What is the look-to-book ratio?

The look-to-book ratio is the number of requests made per booking on an online travel site.

Requests can be made by humans or bots, and the lower the look-to-book ratio, the better. A low look-to-book ratio means conversions are high from genuine customers browsing the website. However, scraper activity can cause look-to-book ratios to exceed several thousand. A high look-to-book ratio inflates the number of requests versus the number of conversions.

When scraper bots pull information from a website, they create excess web requests which, in turn, negatively impacts your look-to-book ratio. Increased competition driven from the pandemic, and the popularity of dynamic pricing, means this is fast becoming a top threat for the travel industry.

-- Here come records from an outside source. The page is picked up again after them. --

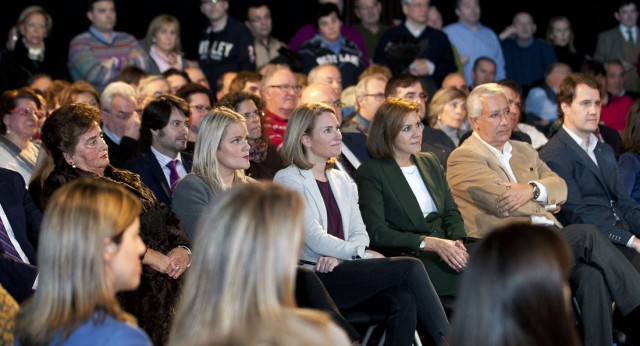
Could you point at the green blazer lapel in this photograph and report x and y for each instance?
(427, 176)
(403, 193)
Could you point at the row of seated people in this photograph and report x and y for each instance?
(92, 229)
(452, 253)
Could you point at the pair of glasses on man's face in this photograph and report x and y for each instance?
(27, 111)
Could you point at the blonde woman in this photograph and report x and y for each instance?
(243, 274)
(336, 238)
(447, 112)
(90, 249)
(221, 155)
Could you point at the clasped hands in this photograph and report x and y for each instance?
(173, 263)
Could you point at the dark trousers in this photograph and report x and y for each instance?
(601, 273)
(310, 293)
(398, 286)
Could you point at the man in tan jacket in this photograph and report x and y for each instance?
(496, 182)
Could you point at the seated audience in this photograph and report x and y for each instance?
(162, 44)
(163, 135)
(515, 291)
(199, 99)
(90, 249)
(336, 241)
(176, 79)
(80, 91)
(447, 112)
(405, 210)
(120, 122)
(497, 182)
(249, 290)
(629, 161)
(20, 226)
(330, 47)
(73, 137)
(264, 159)
(31, 55)
(18, 150)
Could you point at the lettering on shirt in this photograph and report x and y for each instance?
(217, 51)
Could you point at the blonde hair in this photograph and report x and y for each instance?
(302, 121)
(440, 99)
(243, 270)
(205, 160)
(72, 286)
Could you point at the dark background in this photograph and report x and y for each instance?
(69, 19)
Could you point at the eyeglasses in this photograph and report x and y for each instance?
(413, 96)
(253, 114)
(377, 97)
(25, 112)
(286, 87)
(201, 108)
(337, 104)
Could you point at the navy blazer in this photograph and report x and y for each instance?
(595, 193)
(152, 175)
(25, 219)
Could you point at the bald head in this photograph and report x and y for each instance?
(319, 92)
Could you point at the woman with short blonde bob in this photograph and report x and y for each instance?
(447, 112)
(90, 249)
(336, 239)
(244, 269)
(221, 155)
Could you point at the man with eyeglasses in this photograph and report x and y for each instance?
(199, 99)
(281, 92)
(435, 60)
(163, 135)
(226, 45)
(409, 87)
(120, 122)
(259, 23)
(498, 182)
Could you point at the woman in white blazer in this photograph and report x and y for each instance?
(336, 239)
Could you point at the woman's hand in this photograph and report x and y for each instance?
(179, 260)
(326, 264)
(157, 261)
(374, 254)
(451, 252)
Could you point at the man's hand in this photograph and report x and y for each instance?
(517, 195)
(326, 264)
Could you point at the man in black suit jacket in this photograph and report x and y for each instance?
(120, 122)
(163, 135)
(595, 192)
(23, 219)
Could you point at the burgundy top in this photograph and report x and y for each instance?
(334, 218)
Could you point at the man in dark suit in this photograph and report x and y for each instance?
(497, 182)
(20, 220)
(589, 167)
(120, 122)
(163, 135)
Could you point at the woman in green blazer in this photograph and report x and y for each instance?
(404, 197)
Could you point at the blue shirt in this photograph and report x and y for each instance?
(476, 43)
(109, 332)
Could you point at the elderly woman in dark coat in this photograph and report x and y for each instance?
(74, 138)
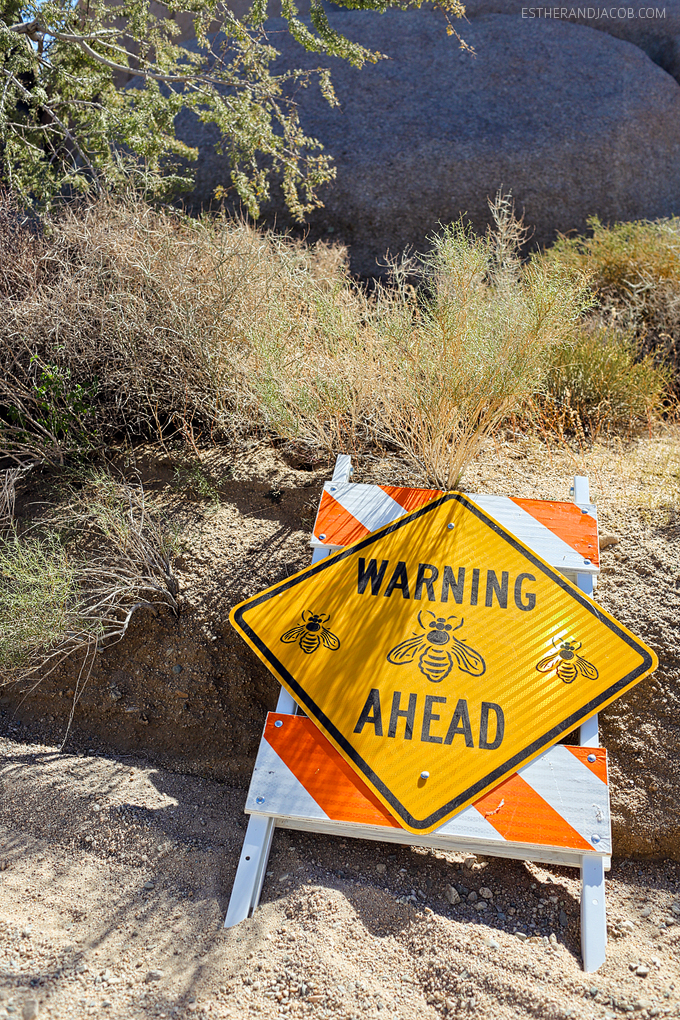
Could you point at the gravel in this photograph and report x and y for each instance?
(129, 924)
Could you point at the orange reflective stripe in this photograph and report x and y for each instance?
(324, 774)
(334, 520)
(567, 521)
(518, 813)
(411, 499)
(599, 764)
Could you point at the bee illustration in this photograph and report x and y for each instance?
(313, 633)
(437, 649)
(566, 663)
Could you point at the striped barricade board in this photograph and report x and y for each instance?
(564, 533)
(555, 809)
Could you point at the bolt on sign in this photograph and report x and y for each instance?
(439, 654)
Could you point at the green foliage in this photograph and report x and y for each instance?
(68, 126)
(430, 373)
(600, 380)
(98, 554)
(623, 261)
(40, 600)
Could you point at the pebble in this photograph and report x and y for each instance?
(452, 896)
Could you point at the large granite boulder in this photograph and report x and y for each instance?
(574, 121)
(655, 29)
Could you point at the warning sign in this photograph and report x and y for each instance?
(439, 654)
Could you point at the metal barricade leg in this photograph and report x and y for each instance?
(250, 873)
(593, 914)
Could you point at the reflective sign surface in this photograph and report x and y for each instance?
(438, 655)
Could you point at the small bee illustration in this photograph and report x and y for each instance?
(313, 633)
(436, 660)
(566, 663)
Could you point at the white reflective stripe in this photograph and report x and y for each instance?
(472, 824)
(368, 504)
(280, 789)
(574, 792)
(529, 530)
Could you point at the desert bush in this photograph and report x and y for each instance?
(602, 381)
(634, 270)
(136, 326)
(142, 322)
(74, 580)
(432, 372)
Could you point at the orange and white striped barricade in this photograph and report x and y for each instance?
(555, 810)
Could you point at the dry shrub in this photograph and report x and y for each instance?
(139, 327)
(634, 269)
(73, 582)
(602, 381)
(432, 372)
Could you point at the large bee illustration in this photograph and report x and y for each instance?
(566, 663)
(313, 633)
(438, 649)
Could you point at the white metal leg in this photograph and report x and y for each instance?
(593, 914)
(250, 873)
(255, 854)
(286, 703)
(343, 468)
(588, 733)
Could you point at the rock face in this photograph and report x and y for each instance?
(655, 30)
(573, 121)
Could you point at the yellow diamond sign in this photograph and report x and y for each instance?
(439, 654)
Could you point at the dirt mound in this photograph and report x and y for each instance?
(188, 694)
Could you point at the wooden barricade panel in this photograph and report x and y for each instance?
(560, 800)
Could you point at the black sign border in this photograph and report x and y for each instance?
(513, 763)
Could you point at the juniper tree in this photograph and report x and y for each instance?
(68, 123)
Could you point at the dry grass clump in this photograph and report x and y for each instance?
(634, 270)
(142, 322)
(74, 580)
(603, 381)
(137, 325)
(430, 372)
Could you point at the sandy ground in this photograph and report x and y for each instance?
(115, 878)
(116, 865)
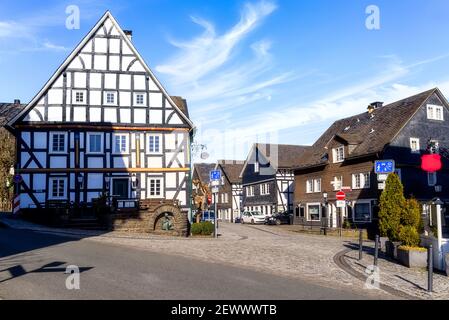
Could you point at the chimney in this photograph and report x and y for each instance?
(129, 34)
(373, 106)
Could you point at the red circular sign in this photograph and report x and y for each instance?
(341, 196)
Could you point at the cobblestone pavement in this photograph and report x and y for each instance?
(411, 281)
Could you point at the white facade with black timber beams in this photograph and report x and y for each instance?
(103, 123)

How does fare scraping work on travel booking websites?

In travel, web scraper bots are mainly used to collect fare and availability information by rival companies and aggregator sites, used for price comparison

But also targeting travel booking sites are scraper bots, used to discover and publicize the availability of products and services such as flights, hotels or car rentals.

Attackers advertise the scraped information at lower price points on a secondary site, motivated by the financial reward of charging commission, stealing personal data, or generating advertising revenue.

Scraping is also often used to gather the data needed for more sophisticated or damaging attacks such as ticket spinning or denial of inventory. Preventing malicious scraper bots can cut out these further attacks early as the attackers do not have the data they need to progress.

What damage is inflated look-to-book ratios causing to travel companies?

‘The cost for an airline of having excess transactions – of having pricing systems being queried – can be very substantial, and also uncontrollable.’

– Ann Cederhall, Travel Technology Specialist at LeapShift

Excess traffic caused by aggressive scraping and high look-to-book ratios negatively impact airlines and travel companies both on their bottom line and on their technical performance.

Business costs

  • Additional costs (up to millions per year) to third-party services like Metasearch engines and GDS booking fees, which charge based on traffic volumes
  • Extra costs for SIEM and anti-fraud solutions, again which charge based on traffic volumes
  • Loss of pricing visibility leading to competitive pricing disadvantage
  • Misleading analytics from inaccurate number of website viewers interested in a certain product
  • Loss of ancillary revenues (or “add-ons”) e.g., hotels, travel insurance and car hire

Technical costs

  • Excessive infrastructure costs (up to 50%) used to serve bots
  • IT teams stretched to deal with bots away from daily tasks
  • Slowed website performance leading to negative user experience
  • Costly downtime in extreme cases

How to prevent scraping, excess transactions and high look-to-book ratios

The travel industry is one of the most severely affected by bad bots and has been since the advent of online travel. As bots grow in sophistication and volume, it is crucial for travel websites to accurately detect and bad bots without affecting good bots necessary for the steady running of your website, and genuine users’ experience.